At the very edge of Rotterdam, we find the cozy home of Cynthia VandenBor. A very joyous person anyone would easily connect with. After a warm welcome by her son and their dog Dennis we climb down the stairs to the basement which functions as her workspace. A workspace as it should be; light, messy and filled with extraordinary paintings. A basement that for a long time was unfamiliar with the hundreds of paint stains it now is filled with.

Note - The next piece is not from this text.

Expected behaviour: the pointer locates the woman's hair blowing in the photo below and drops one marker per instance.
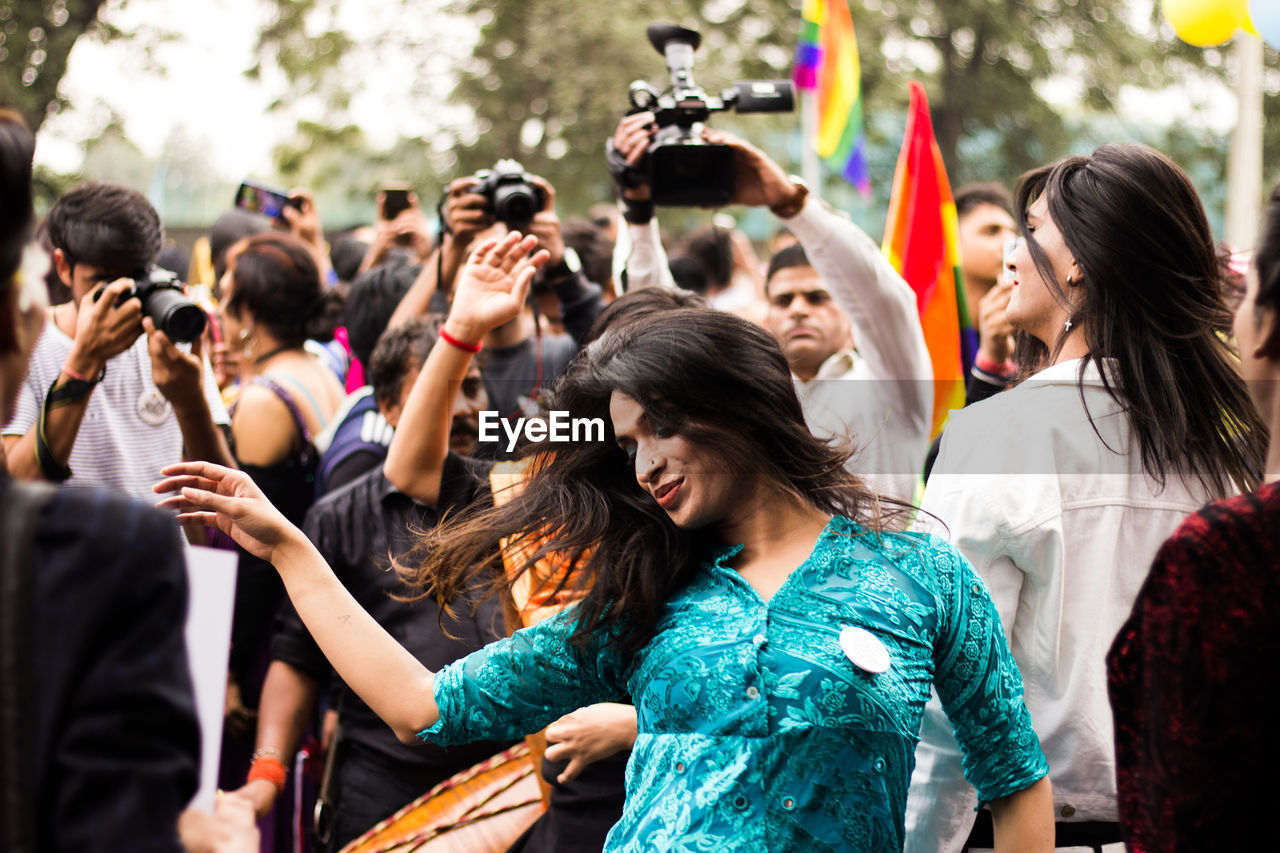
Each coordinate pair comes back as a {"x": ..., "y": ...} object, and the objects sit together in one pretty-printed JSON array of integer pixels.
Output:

"I worked at a post-office and there I realized what I really wanted to do. I felt that I needed to do something else. If you want to do something else, and you’re in the position to do that, then I think you really should. As a child I always said I wanted to become an artist. But when I got older I lost my focus. I wasn’t the most serious student in high school so I just went wherever the wind took me." That wind took her to a variety of jobs but eventually brought her to the thing she really wanted: painting. With no experience at all, Cynthia simply started experimenting. At first with oilpaintings and later on she tried new materials and methods. "I've spent three years of my life just trying new stuff in my basement until a good friend, with whom I painted during that period, suggested we should expose. That expo really gave me big boost. It showed me how others saw my work and I sold my first paintings." Her first paintings have a totally different look and feel compared to her Birdwomen paintings. Although they carry the same theme sometimes. Freedom is an important subject in both her life and her paintings. "To be free isn't about having all the money in the world or being able to paint. It's about finding comfort with yourself and the world around you."

Cynthia VandenBor

In her early work you can see a lot of people trying to break free from their self-limiting thoughts and the Birdwomen could be seen as a symbol for freedom as well. "I think a lot of people are very limited in the way they think and feel. A bird, obviously, is a symbol of freedom, but the tiny wings of the birdwomen also symbolize their limitations." When she started painting Birdwomen, it meant a turning point in her painting career. "I think it was around 2010 when it hit me. I drove past a pond and saw a heron, standing on one leg with it’s nose in the air. In some way it reminded me of a very graceful woman: long legs, confident and maybe even a bit dangerous. I felt that I had to do something with that image." This resulted in the surrealistic Birdwomen paintings her fans are now familiar with. A sharp head, feathered fingers and long legs on high heels. The Birdwomen display the gracefulness of both the woman and the bird. Especially the stork is an often seen bird in Cynthia’s paintings: "They have the most beautiful eyes. They're sharp, feminine and it looks like they're wearing eyeliner."In that way Cynthia's paintings kind of reflect herself. A graceful woman, with a sharp tongue, and a warm heart. It got her a part-time job as an art-teacher at a local elementary school where she doesn't only teach how to paint, but also to work together and to think free. She thinks the painting Ask and receive symbolizes her own character mostly: "I think being kind and open can get you very far. When you have pure intentions and you truly believe in what you want to achieve, life will be easier and good things will come to you." With her kindness and talent, it will be a foresight of which Cynthia can be sure.